前記溶解バッファーが、TrisまたはTrizma緩衝剤を含むかまたはこれらからなる緩衝剤成分を含む、請求項1〜8のいずれか1項に記載の方法。
前記溶解バッファーが、20mM〜300mM、150mM〜300mM、100mM〜200mMまたは約200mMの濃度の塩化ナトリウムを含むかまたはこれからなる、請求項1〜9のいずれか1項に記載の方法。

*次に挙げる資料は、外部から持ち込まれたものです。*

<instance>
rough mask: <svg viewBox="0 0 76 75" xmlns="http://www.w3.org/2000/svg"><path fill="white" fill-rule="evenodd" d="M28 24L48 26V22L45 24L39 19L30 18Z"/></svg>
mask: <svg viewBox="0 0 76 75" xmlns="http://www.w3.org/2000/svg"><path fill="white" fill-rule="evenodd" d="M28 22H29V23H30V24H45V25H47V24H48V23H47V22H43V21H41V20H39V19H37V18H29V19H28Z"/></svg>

前記溶解バッファーが、溶解バッファーのpHをpH4〜pH9、pH5〜pH8、pH6〜pH8または約pH7.6に維持する緩衝剤成分を含む、請求項1〜10のいずれか1項に記載の方法。
前記尿サンプルが、
(i)尿沈渣を含む、および／または
(ii)前立腺マッサージ後に採取された初尿から得られる尿沈査を含む、
請求項1〜11のいずれか1項に記載の方法。
(i)前記フィルターに溶解バッファーを通過させるステップが、該フィルターを通る尿の流れに対して、上流方向で少なくとも1回該フィルターに該溶解バッファーを通過させるステップ、および下流方向で少なくとも1回該フィルターに該溶解バッファーを通過させるステップを含み、場合によって、前記溶解バッファーを、上流および下流へと前記フィルターに交互に通過させる、
(ii)前記尿サンプルの体積が、1〜100mL、好ましくは約50mLである、
(iii)前記溶解バッファーの体積が、250μL〜1,000μL、好ましくは約500μLである、
(iv)前記尿サンプルを、シリンジを用いて前記フィルターに通過させる、
(v)前記溶解バッファーを、シリンジを用いて前記フィルターに通過させる、
(vi)前記溶解バッファーを、2個のシリンジの間で前記フィルターを通過させ、該2個のシリンジおよび該フィルターが該溶解バッファーを通過させるステップのために閉鎖系を形成する、および／または
(vii)インキュベーション時間が、30秒間〜1時間、好ましくは約10分間である、
請求項3に記載の方法。
前記尿サンプルを溶解バッファーに曝露するステップが、請求項3または13に記載の方法を用いて行なわれる、請求項1、2または4〜12のいずれか1項に記載の方法。
尿サンプル中の細胞からMcm5を放出させるための、請求項1〜14のいずれか1項に記載の溶解バッファーの使用。